Discuss the basic difference in approach adopted by pigou and pareto to deal with problems of welfare economics
Answers
Pigou's approach
Pigou treated matter by definition in his economic approach to economic welfare. According to him welfare resides in a man's state of mind or consciousness that is made up of his utilities or satisfactions. So the basis of welfare is the extent to which an individual's desires are fulfilled.
Pareto's approach
He subjected the redistribution of economic goods to analytical treatment in his sociological approach to social welfare maximization. Pareto's principle is also known as the 80 / 20 rule. According to it 80% of the output from a given situation or system is determined by 20% of the input.
“Welfare economics is a branch of economics that uses microeconomic techniques to evaluate well-being at the aggregate level.”
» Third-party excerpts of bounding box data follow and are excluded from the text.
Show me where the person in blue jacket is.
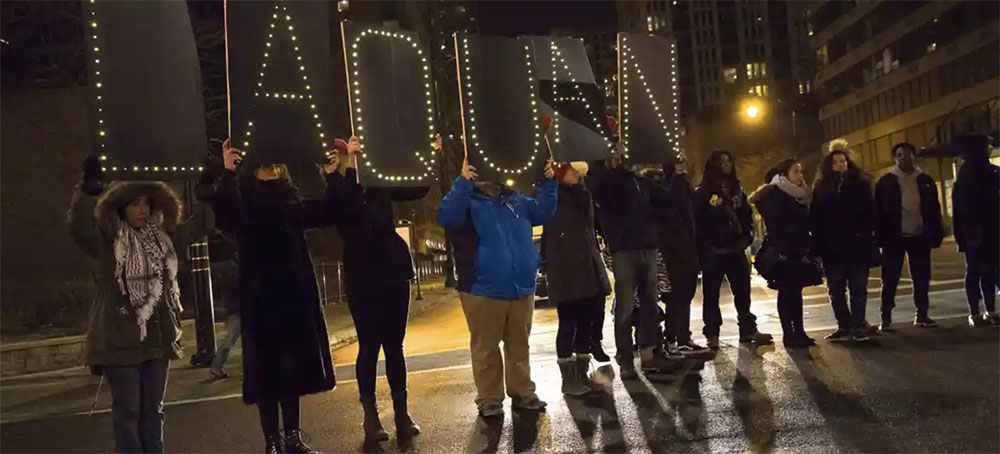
[437,159,557,417]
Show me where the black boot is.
[392,391,420,438]
[285,429,319,454]
[264,435,285,454]
[361,398,389,442]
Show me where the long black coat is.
[329,169,428,300]
[542,184,611,303]
[213,171,336,404]
[754,185,823,289]
[810,172,878,266]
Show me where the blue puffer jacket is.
[437,177,558,300]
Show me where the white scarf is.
[114,222,182,340]
[771,175,812,205]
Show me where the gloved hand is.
[80,156,104,196]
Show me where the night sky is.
[477,0,617,35]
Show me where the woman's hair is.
[774,158,799,177]
[701,150,739,185]
[813,149,863,189]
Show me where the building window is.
[722,68,739,84]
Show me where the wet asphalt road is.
[0,282,1000,453]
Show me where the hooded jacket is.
[67,181,213,366]
[875,170,944,248]
[437,177,558,300]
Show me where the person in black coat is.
[330,144,429,442]
[542,162,611,395]
[753,159,822,348]
[951,135,1000,326]
[212,140,336,453]
[654,155,708,356]
[694,150,772,350]
[875,142,944,331]
[810,150,878,341]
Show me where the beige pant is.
[459,293,535,407]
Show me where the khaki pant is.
[460,293,535,407]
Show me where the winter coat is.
[542,184,611,303]
[213,171,336,404]
[875,173,944,248]
[654,174,698,272]
[810,173,878,266]
[587,161,658,252]
[330,169,427,299]
[67,182,212,366]
[437,177,558,300]
[694,180,753,260]
[753,185,823,289]
[951,162,1000,257]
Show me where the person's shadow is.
[564,364,627,453]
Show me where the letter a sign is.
[618,33,681,164]
[226,1,334,163]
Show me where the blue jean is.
[210,314,242,373]
[611,249,660,365]
[104,359,170,453]
[824,263,868,330]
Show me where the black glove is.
[80,156,104,196]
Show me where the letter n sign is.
[340,21,437,186]
[618,33,681,164]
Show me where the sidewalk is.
[0,280,457,423]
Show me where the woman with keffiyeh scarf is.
[68,157,212,452]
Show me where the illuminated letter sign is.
[618,33,680,164]
[226,1,334,163]
[83,0,208,180]
[340,22,436,186]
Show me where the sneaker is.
[824,329,851,342]
[969,314,990,328]
[677,341,712,356]
[511,395,549,411]
[740,331,774,344]
[479,402,503,418]
[590,342,611,363]
[665,342,684,359]
[851,329,871,342]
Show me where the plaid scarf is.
[114,222,181,340]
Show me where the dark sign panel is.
[341,22,436,186]
[83,1,207,180]
[455,33,549,192]
[527,36,614,162]
[618,33,680,164]
[226,1,334,163]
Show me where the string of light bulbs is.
[619,35,680,157]
[344,28,436,181]
[243,0,331,157]
[89,0,204,172]
[456,35,545,176]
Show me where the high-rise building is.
[808,0,1000,218]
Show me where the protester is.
[753,159,823,348]
[694,150,772,350]
[67,156,213,453]
[542,162,611,396]
[329,141,428,442]
[951,135,1000,327]
[589,152,675,380]
[658,154,708,356]
[810,150,878,341]
[875,142,944,331]
[212,140,340,453]
[437,159,558,417]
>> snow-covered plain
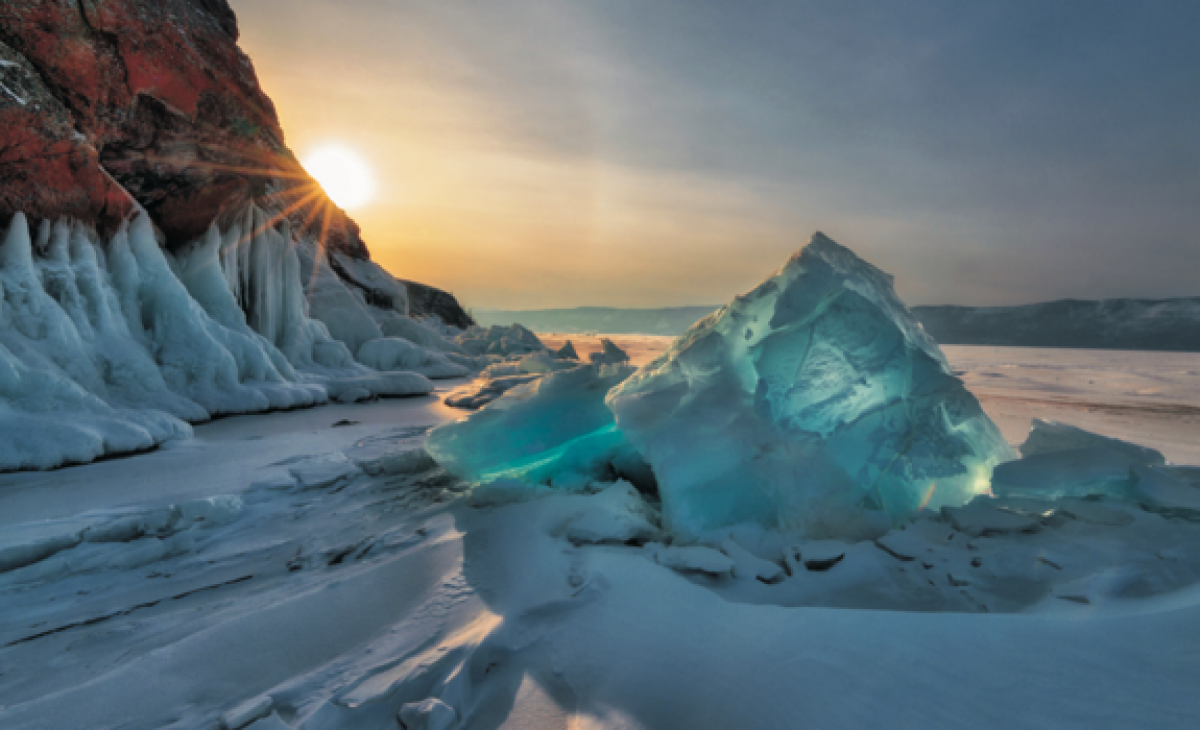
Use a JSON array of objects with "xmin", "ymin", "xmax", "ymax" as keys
[{"xmin": 0, "ymin": 337, "xmax": 1200, "ymax": 730}]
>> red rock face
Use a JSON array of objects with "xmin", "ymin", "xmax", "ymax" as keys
[{"xmin": 0, "ymin": 0, "xmax": 367, "ymax": 258}]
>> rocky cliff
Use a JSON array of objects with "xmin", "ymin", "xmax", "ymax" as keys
[{"xmin": 0, "ymin": 0, "xmax": 469, "ymax": 325}]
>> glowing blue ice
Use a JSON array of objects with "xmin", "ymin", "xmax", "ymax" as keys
[
  {"xmin": 426, "ymin": 365, "xmax": 646, "ymax": 487},
  {"xmin": 607, "ymin": 233, "xmax": 1015, "ymax": 538}
]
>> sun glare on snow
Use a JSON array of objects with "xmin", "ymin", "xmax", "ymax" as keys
[{"xmin": 301, "ymin": 145, "xmax": 374, "ymax": 210}]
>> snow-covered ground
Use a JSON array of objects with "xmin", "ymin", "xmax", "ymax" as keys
[{"xmin": 0, "ymin": 343, "xmax": 1200, "ymax": 730}]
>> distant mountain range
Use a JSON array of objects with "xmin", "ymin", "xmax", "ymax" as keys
[{"xmin": 474, "ymin": 298, "xmax": 1200, "ymax": 352}]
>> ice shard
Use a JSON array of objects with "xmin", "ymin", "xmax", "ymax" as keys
[{"xmin": 607, "ymin": 233, "xmax": 1015, "ymax": 539}]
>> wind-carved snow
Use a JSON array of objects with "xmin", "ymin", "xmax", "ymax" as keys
[
  {"xmin": 0, "ymin": 205, "xmax": 478, "ymax": 471},
  {"xmin": 607, "ymin": 233, "xmax": 1014, "ymax": 538}
]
Pigou is known as “Father of Modern Welfare Economics”. Pigou invented Modern Public Finance policy because he always asked this question, “How government policy could increase national well-being?” Moreover, he believed that any economic development can be achieved only by government’s interventions.
Pareto uses Optimality. That is, it is probabilistically true however it does very less good to the society. He uses both ordinal and cardinal measures for welfare analysis. In Pareto’s, the scope of public finance is very less. According to Pareto, the intervention of government will do more harm than good to the society.